Observó que ambos caudillos, Alemán y Ortega, “nos han tenido manos arriba desde el 2000, con el último pacto”, el cual quedó reflejado en la reforma a la Constitución Política suscrita en ese año.
Advirtió que precisamente “lo peor de los pactos y lo más dañino de los pactos, es que lo han escrito en los lugares donde es muy difícil quitarlo, que es la Constitución”.
¿UN GESTO DEL FLSN?
Vega Pasquier, quien es de los principales operadores políticos del presidente Enrique Bolaños, dijo que actualmente se está sufriendo las consecuencias de ese pacto, con la elección a inicios del próximo año de algunos magistrados de la Corte Suprema de Justicia, Consejo Supremo Electoral y contralores, a quienes se les vencerá su período.
Pese a estar consciente que liberales y sandinistas se repartirán esos cargos, producto de los alcances del pacto del 2000, el funcionario indicó que “todavía quedan algunos aspectos que se pudieran tocar”.
“Quizás el Frente Sandinista, ahora dentro de esa apertura que tiene como partido, pudiera decir: vamos a hacer una convocatoria para buscar a las mejores personas que puedan optar a los cargos, y cuando el Frente tenga que proponer, entonces va a proponer no solamente a los miembros de su partido, sino que tal vez, dentro de esa Convergencia, dentro de esa bandera de miles de colores que tiene ahora el Frente, tal vez nos da una sorpresa y agarra a la sociedad civil y le dice: propónganme y yo a su vez voy a proponer”, estimó.

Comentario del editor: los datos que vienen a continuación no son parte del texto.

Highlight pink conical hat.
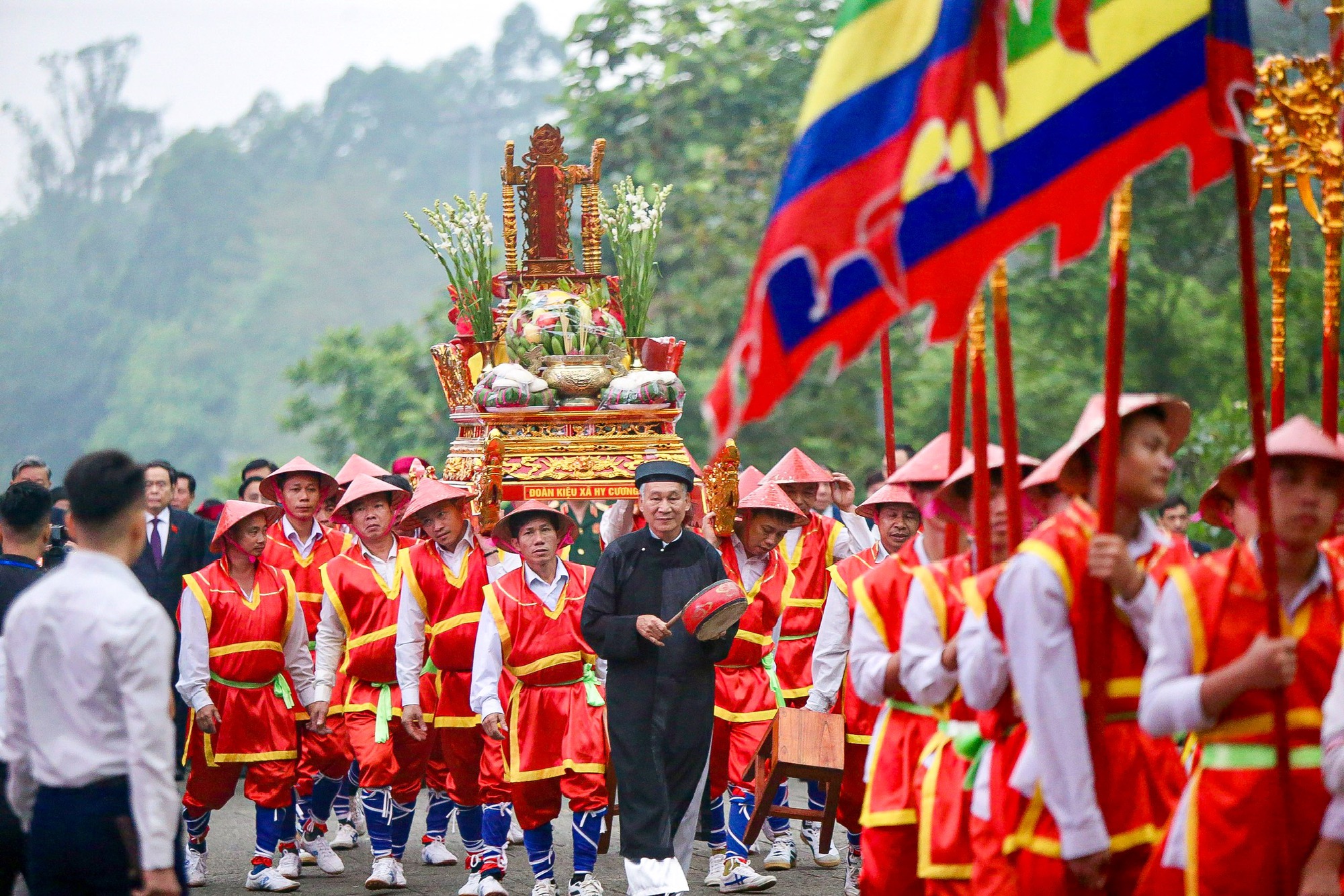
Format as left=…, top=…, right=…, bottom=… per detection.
left=738, top=482, right=808, bottom=525
left=336, top=454, right=391, bottom=488
left=763, top=449, right=836, bottom=485
left=332, top=470, right=411, bottom=525
left=210, top=501, right=284, bottom=553
left=887, top=433, right=970, bottom=484
left=1021, top=392, right=1191, bottom=493
left=855, top=482, right=919, bottom=520
left=257, top=457, right=340, bottom=504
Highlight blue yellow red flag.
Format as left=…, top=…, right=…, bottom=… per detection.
left=703, top=0, right=1254, bottom=443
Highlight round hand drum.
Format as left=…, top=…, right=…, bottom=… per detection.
left=681, top=579, right=747, bottom=641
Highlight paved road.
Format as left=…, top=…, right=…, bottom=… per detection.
left=196, top=787, right=844, bottom=896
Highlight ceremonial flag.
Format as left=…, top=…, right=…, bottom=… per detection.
left=703, top=0, right=1254, bottom=443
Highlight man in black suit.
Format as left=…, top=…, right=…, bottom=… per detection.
left=132, top=461, right=215, bottom=755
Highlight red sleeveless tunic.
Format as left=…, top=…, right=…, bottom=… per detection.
left=323, top=536, right=415, bottom=716
left=849, top=539, right=938, bottom=827
left=396, top=540, right=489, bottom=728
left=183, top=559, right=298, bottom=766
left=485, top=560, right=607, bottom=783
left=1005, top=498, right=1188, bottom=857
left=714, top=536, right=794, bottom=723
left=774, top=512, right=844, bottom=700
left=1171, top=543, right=1344, bottom=896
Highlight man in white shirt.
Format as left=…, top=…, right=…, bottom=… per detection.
left=0, top=451, right=180, bottom=896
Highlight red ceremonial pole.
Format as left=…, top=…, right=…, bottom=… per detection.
left=1228, top=140, right=1297, bottom=896
left=1082, top=177, right=1134, bottom=806
left=989, top=258, right=1023, bottom=553
left=942, top=332, right=966, bottom=557
left=879, top=329, right=896, bottom=476
left=966, top=296, right=995, bottom=572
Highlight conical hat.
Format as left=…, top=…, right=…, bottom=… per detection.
left=855, top=482, right=918, bottom=520
left=491, top=500, right=577, bottom=553
left=336, top=454, right=391, bottom=488
left=1218, top=414, right=1344, bottom=494
left=1021, top=392, right=1191, bottom=493
left=931, top=442, right=1040, bottom=523
left=738, top=482, right=808, bottom=525
left=210, top=501, right=284, bottom=553
left=332, top=476, right=411, bottom=525
left=257, top=457, right=340, bottom=504
left=398, top=477, right=468, bottom=535
left=763, top=449, right=836, bottom=485
left=887, top=433, right=970, bottom=484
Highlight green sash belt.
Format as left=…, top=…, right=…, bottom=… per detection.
left=761, top=653, right=784, bottom=709
left=367, top=681, right=392, bottom=744
left=210, top=672, right=294, bottom=709
left=887, top=697, right=933, bottom=719
left=938, top=721, right=992, bottom=790
left=581, top=662, right=606, bottom=707
left=1199, top=743, right=1321, bottom=771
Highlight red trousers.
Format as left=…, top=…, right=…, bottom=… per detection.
left=859, top=825, right=925, bottom=896
left=1017, top=846, right=1152, bottom=896
left=509, top=771, right=606, bottom=830
left=710, top=716, right=774, bottom=799
left=836, top=742, right=868, bottom=834
left=970, top=815, right=1017, bottom=896
left=294, top=715, right=351, bottom=797
left=345, top=709, right=429, bottom=803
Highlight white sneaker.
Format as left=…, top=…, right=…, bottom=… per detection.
left=763, top=834, right=798, bottom=870
left=327, top=821, right=359, bottom=849
left=300, top=830, right=345, bottom=875
left=187, top=849, right=206, bottom=887
left=364, top=856, right=396, bottom=889
left=719, top=858, right=775, bottom=893
left=704, top=853, right=724, bottom=887
left=421, top=838, right=457, bottom=866
left=802, top=821, right=840, bottom=868
left=276, top=849, right=304, bottom=880
left=570, top=872, right=602, bottom=896
left=243, top=865, right=298, bottom=893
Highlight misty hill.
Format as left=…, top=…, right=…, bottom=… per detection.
left=0, top=5, right=562, bottom=477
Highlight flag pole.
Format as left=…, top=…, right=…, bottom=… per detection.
left=1228, top=140, right=1297, bottom=896
left=879, top=328, right=896, bottom=476
left=1082, top=177, right=1134, bottom=806
left=966, top=296, right=993, bottom=572
left=942, top=330, right=966, bottom=557
left=989, top=258, right=1023, bottom=553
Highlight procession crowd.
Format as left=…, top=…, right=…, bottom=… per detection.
left=0, top=395, right=1344, bottom=896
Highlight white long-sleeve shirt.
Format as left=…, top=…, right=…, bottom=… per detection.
left=1138, top=556, right=1344, bottom=868
left=0, top=548, right=180, bottom=869
left=396, top=537, right=523, bottom=707
left=313, top=536, right=398, bottom=703
left=996, top=514, right=1167, bottom=860
left=177, top=583, right=314, bottom=712
left=849, top=533, right=930, bottom=707
left=470, top=563, right=605, bottom=719
left=808, top=543, right=890, bottom=712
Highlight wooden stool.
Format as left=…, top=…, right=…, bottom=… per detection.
left=746, top=707, right=844, bottom=844
left=597, top=756, right=621, bottom=856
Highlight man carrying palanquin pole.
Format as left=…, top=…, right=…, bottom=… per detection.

“Tal vez pues. Eso es parte de la consolidación democrática y los partidos políticos están llamados, con la responsabilidad que tienen, a hacer cosas concretas, y una de las cosas concretas podría ser eso, para que la gente realmente vea que (el FSLN y el PLC) han cambiado”, agregó.
Vega dijo que el Ejecutivo tratará de conversar con las diferentes bancadas, a fin de que éstas pudieran deponer sus “intereses personales” y buscar la manera de cómo consolidar la democracia del país.
El titular de Gobernación Julio Vega dijo que el Poder Ejecutivo conversará con todas las fuerzas políticas que “sea necesario conversar”, ahora que se reabra el período legislativo, con el objetivo de buscar consenso en leyes de interés para el país.
“Si la bancada del Frente tiene una propuesta más consciente para la nación que la bancada del PLC, pues definitivamente tiene que ser una de las bancadas con la que podamos tener un juego político en esta nueva etapa de la legislatura”, dijo.